Shepperdine is a small village in the parish of Oldbury-on-Severn in South Gloucestershire, England, with a border with Stroud District. The land lies wholly on the flood plain of the River Severn.

The name, first recorded in 1215 as Shepewardin, means "sheep enclosure", from the Old English sceāp "sheep" and worthiġn "enclosure or farm".

==Landmarks==
Shepperdine was well known as the location of a pub on the banks of the Severn, known as the Windbound (once formally known as the New Inn). The Windbound closed in 2004 and became a residential home, which itself closed. The building was demolished in 2015.

Shepperdine has a Church of England chapel of ease (small church) dedicated to St Mary next to Manor Farm in Nupdown Road. It is a tin tabernacle.
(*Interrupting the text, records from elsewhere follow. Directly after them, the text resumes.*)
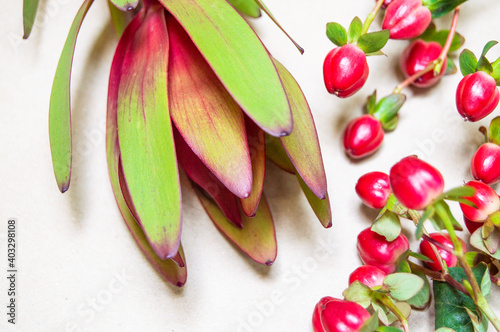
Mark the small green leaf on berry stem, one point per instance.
(373, 41)
(354, 30)
(468, 62)
(336, 33)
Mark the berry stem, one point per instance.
(370, 17)
(436, 64)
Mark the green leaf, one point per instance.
(439, 8)
(145, 135)
(302, 145)
(468, 62)
(370, 325)
(336, 33)
(171, 270)
(403, 286)
(428, 213)
(354, 30)
(29, 14)
(373, 41)
(451, 304)
(60, 105)
(207, 117)
(246, 7)
(125, 5)
(494, 131)
(423, 298)
(387, 225)
(257, 237)
(359, 293)
(238, 58)
(451, 68)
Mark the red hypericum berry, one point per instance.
(415, 183)
(363, 136)
(375, 250)
(416, 57)
(368, 275)
(335, 315)
(472, 225)
(477, 96)
(406, 19)
(485, 163)
(345, 70)
(374, 189)
(450, 260)
(485, 199)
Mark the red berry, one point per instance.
(406, 19)
(415, 183)
(450, 260)
(375, 250)
(345, 70)
(335, 315)
(363, 136)
(368, 275)
(485, 199)
(374, 189)
(416, 57)
(477, 96)
(472, 225)
(485, 163)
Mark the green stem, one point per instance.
(436, 64)
(371, 17)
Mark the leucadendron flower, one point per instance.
(192, 86)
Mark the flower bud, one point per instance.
(363, 136)
(335, 315)
(477, 96)
(375, 250)
(485, 163)
(450, 260)
(416, 57)
(406, 19)
(374, 189)
(415, 183)
(485, 199)
(368, 275)
(345, 70)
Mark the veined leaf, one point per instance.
(145, 135)
(302, 145)
(257, 238)
(60, 105)
(201, 175)
(208, 119)
(246, 7)
(169, 269)
(29, 14)
(257, 146)
(125, 4)
(238, 58)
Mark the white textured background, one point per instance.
(74, 248)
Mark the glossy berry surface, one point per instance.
(363, 136)
(416, 57)
(375, 250)
(485, 163)
(406, 19)
(485, 199)
(415, 183)
(345, 70)
(450, 260)
(374, 189)
(477, 96)
(335, 315)
(368, 275)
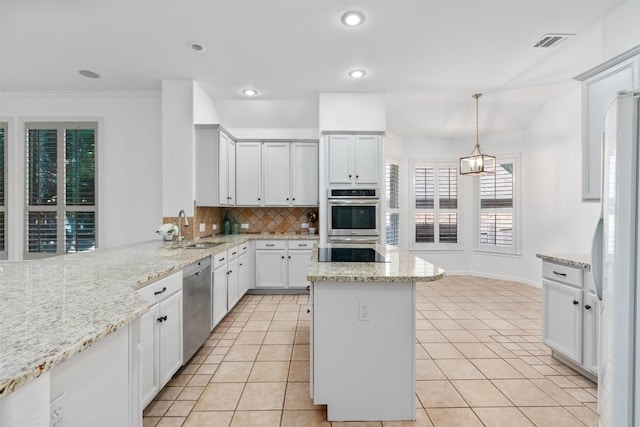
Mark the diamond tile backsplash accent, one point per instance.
(260, 220)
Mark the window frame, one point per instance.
(514, 249)
(436, 246)
(4, 208)
(60, 208)
(388, 209)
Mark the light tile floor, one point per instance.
(479, 362)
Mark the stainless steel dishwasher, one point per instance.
(196, 306)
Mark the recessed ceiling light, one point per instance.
(89, 73)
(352, 18)
(197, 47)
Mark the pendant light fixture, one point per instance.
(477, 163)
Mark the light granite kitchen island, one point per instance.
(363, 334)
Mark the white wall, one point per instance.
(352, 112)
(178, 147)
(621, 29)
(129, 159)
(553, 219)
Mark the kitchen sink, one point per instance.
(206, 245)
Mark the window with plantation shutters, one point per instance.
(392, 227)
(497, 208)
(60, 188)
(3, 191)
(435, 206)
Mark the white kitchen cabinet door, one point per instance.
(243, 274)
(223, 169)
(271, 268)
(170, 337)
(233, 292)
(367, 159)
(148, 355)
(562, 319)
(298, 265)
(207, 166)
(591, 332)
(304, 173)
(340, 159)
(275, 173)
(597, 92)
(219, 294)
(231, 176)
(249, 173)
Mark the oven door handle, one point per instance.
(353, 201)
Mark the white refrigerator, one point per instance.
(616, 266)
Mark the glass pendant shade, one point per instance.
(477, 163)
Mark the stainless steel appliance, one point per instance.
(353, 215)
(350, 255)
(196, 306)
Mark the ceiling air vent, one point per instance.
(552, 40)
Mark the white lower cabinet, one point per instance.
(219, 283)
(160, 335)
(243, 269)
(570, 315)
(226, 282)
(562, 328)
(282, 264)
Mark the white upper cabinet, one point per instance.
(276, 173)
(304, 173)
(340, 163)
(249, 174)
(354, 159)
(600, 86)
(215, 167)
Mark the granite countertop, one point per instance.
(401, 267)
(582, 261)
(56, 307)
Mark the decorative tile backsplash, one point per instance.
(260, 220)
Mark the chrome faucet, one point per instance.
(181, 214)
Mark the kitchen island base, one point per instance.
(363, 350)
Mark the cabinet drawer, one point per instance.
(301, 244)
(219, 259)
(233, 253)
(244, 248)
(271, 244)
(560, 273)
(157, 291)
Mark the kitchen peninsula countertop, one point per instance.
(57, 307)
(582, 261)
(401, 267)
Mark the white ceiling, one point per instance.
(428, 56)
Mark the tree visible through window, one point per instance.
(61, 188)
(497, 208)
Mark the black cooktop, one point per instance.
(349, 255)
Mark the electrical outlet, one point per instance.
(56, 411)
(363, 312)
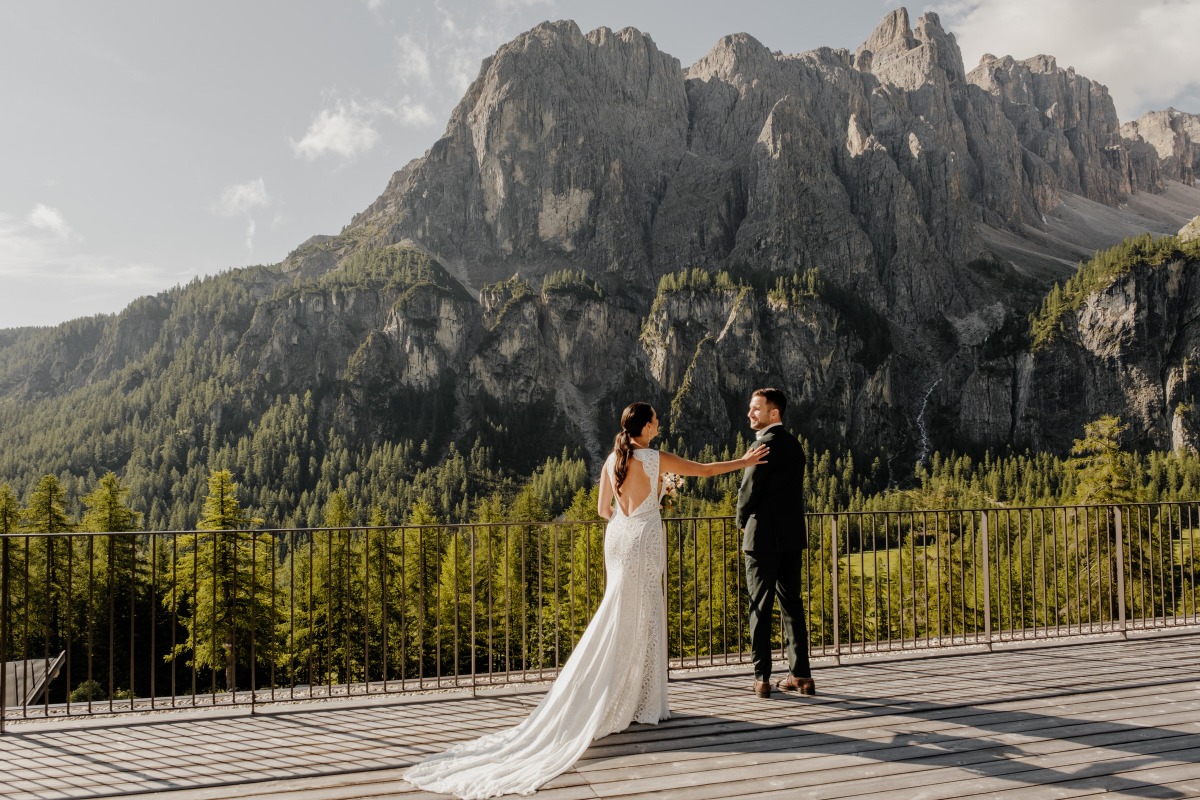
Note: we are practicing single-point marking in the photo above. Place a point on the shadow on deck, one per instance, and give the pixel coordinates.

The ecclesiastical parish is Oldbury on Severn, whose cleric is the vicar of Thornbury and that small town was its medieval (ancient) parish; it is centred 3 mi south-east.

Shepperdine House features an early C19 facade, and has "three bays, with cornice and parapet, and square-columned porch".

In a field to the northeast of the hamlet items of Roman and early medieval pottery have been unearthed.

==Nuclear power plant project==
In the summer of 2009, the German power company E.ON started to acquire land from local farmers with the intention of constructing of a 3,300 megawatt nuclear power station on the banks of the River Severn. They formed a joint venture with German power company RWE. The two companies bought the existing Oldbury and Wylfa Magnox Nuclear Power Stations from the Nuclear Decommissioning Authority, for the sum of £500 million. RWE and E.ON formed a company called Horizon to proceed with the development. In March 2012 it was announced that they had decided not to go ahead with the construction, but in 2014 Horizon bought the former pub, the Windbound, for demolition to make way for the new power station.